Introduction: Two Views of Humans and Machines
The victory of IBM's Deep Blue over Kasparov raises questions well beyond the shock of the occasion. In one of the formally profoundest, most entrancing and inexhaustible of human pursuits, no living person can, henceforth, be rearded as supreme. In "the last analysis," a betraying phrase, the machine will prove stronger (and stronger). I find this at once mesmerising and deeply sad. George Steiner (from Grammars of Creation (Yale University Press, 2001), pp. 297-298)
.. the posthuman does not really mean the end of humanity. It signals instead the end of a certain conception of the human, a conception that may have applied, at best, to that fraction of humanity who had the wealth, power, and leisure to conceptualize themselves as autonomous beings exercising their will through individual agency and choice. N. Katherine Hayles (from How We Became Posthuman (University of Chicago Press, 1999), p. 286)
Garry Kasparov lost to Deep Junior yesterday, and their match is now even at 1.5 games each. The reports of the event emphasize Kasparov's "very human" mistake, and even had he not "blundered" this way it seems the game would likely have ended in a draw. The quotations from Steiner and Hayles (above) suggest different reactions to this news, and before (finally) getting to Hayles' text perhaps we can distinguish the "human" and "posthuman" views of the Kasparov-Blue Junior event.

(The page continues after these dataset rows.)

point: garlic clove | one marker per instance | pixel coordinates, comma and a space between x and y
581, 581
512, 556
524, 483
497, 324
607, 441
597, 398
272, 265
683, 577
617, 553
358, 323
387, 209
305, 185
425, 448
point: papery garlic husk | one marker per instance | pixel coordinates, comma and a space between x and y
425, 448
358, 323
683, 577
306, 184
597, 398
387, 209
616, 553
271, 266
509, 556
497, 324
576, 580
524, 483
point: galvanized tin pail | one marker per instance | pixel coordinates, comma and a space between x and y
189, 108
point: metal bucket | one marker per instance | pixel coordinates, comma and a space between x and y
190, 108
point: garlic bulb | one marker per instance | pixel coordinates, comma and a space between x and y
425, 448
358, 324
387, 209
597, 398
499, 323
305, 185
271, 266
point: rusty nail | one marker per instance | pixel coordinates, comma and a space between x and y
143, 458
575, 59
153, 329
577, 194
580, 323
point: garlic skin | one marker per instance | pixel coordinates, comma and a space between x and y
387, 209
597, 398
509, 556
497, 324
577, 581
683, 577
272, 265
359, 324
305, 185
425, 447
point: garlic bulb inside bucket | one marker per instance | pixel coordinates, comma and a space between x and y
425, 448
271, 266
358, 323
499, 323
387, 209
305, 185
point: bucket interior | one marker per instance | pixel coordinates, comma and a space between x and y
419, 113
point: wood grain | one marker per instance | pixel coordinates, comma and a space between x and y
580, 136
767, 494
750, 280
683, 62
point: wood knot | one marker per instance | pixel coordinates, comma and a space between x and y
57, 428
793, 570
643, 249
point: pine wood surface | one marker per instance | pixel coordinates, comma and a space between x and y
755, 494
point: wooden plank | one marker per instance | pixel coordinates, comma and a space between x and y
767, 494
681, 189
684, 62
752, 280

How Did We Become Posthuman?
We'll discuss the Prologue and first two chapters of Hayles book, led by Samantha's notes and questions.
For Next Time: Read chapters 10-11 in Hayles, the excerpt from Jean-Francois Lyotard's The Postmodern Condition, Jean Baudrillard's short essay "Disneyworld Company", and, if you have the time, Bill Joy's essay "Why the Future Doesn't Need Us".